---
title: "Introduction to irpfR"
output: rmarkdown::html_vignette
vignette: >
  %\VignetteIndexEntry{Introduction to irpfR}
  %\VignetteEngine{knitr::rmarkdown}
  %\VignetteEncoding{UTF-8}
---

```{r, include = FALSE}
knitr::opts_chunk$set(
  collapse = TRUE,
  comment = "#>"
)
```

The ```irpfR``` package provides a high-level interface to access and clean the Personal Income Tax (IRPF) Open Data from the Brazilian Federal Revenue (Receita Federal do Brasil).
This vignette demonstrates the typical workflow: discovering available datasets, understanding their attributes through built-in metadata, and downloading cleaned data for analysis.

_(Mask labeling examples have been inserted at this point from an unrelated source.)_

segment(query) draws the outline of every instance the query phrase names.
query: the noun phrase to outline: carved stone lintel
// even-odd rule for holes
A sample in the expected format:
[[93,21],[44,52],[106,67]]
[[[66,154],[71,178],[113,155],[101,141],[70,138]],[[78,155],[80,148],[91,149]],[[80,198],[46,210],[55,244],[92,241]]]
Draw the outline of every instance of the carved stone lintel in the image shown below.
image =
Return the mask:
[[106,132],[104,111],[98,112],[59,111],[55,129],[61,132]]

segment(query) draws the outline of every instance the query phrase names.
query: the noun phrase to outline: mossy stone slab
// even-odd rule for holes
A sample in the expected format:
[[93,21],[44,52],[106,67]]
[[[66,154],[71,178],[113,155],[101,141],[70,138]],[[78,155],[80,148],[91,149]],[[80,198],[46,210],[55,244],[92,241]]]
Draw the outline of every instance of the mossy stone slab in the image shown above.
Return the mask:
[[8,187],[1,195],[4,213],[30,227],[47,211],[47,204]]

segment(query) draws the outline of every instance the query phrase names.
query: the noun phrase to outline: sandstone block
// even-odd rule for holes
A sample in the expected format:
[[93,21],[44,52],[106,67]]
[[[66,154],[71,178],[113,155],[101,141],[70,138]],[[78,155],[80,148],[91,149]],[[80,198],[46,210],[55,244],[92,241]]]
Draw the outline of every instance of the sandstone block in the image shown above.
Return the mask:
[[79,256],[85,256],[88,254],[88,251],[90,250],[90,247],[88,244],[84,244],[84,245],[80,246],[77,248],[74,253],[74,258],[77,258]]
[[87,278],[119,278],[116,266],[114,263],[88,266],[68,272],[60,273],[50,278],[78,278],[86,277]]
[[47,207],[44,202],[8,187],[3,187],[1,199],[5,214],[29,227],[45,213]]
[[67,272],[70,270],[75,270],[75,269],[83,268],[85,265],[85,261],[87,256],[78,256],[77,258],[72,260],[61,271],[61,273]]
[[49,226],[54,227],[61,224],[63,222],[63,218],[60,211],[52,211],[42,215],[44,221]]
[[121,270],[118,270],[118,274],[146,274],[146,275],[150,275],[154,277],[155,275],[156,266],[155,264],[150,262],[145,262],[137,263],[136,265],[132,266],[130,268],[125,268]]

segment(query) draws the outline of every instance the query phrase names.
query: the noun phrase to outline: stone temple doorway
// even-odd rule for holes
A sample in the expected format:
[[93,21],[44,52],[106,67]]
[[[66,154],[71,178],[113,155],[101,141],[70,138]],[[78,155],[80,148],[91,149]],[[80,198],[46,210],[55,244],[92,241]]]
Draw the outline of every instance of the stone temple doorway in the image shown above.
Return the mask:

## 1. Discovering Available Data

The Brazilian Federal Revenue publishes data in several "sections" (e.g., assets, debts, income brackets). You can list all sections currently supported by the package using ```get_sections()```:

```{r}
library(irpfR)

# List available datasets
sections <- get_sections()
head(sections)
```

## 2. Inspecting Metadata

Government CSV files often have cryptic column names or complex tax definitions. To understand the content of a section before downloading it, use get_metadata():

```{r}
# Get descriptions for the "Assets and Rights" (Bens e Direitos) section
metadata <- get_metadata("bens_e_direitos")
head(metadata)
```

## 3. Downloading and Cleaning Data

The core function of the package is get_irpf(). It performs several automated engineering tasks:

* **Download**: Connects to the RFB servers and handles the file transfer.
* **Encoding**: Corrects UTF-8/Latin1 issues common in Brazilian government files.
* **Tidying**: Converts "wide" tables into a "long" (tidy) format, making them ready for ggplot2 or dplyr.
* **Smart Scaling**: Financial values are converted from millions to absolute BRL, while counts (like number of taxpayers) remain as raw integers.

```{r}
# Download data for "Assets and Rights"
df_bens <- get_irpf("bens_e_direitos")

# The resulting data is tidy
# Columns: ano_calendario, atributo, valor
head(df_bens)
```

## Why use irpfR?
Directly reading raw files from the government portal can be challenging due to inconsistent decimal marks (using commas), non-standard NA characters (like ```-``` or ```*```), and varying numerical scales.```irpfR``` encapsulates all these rules, allowing researchers to focus on the economic analysis rather than data cleaning.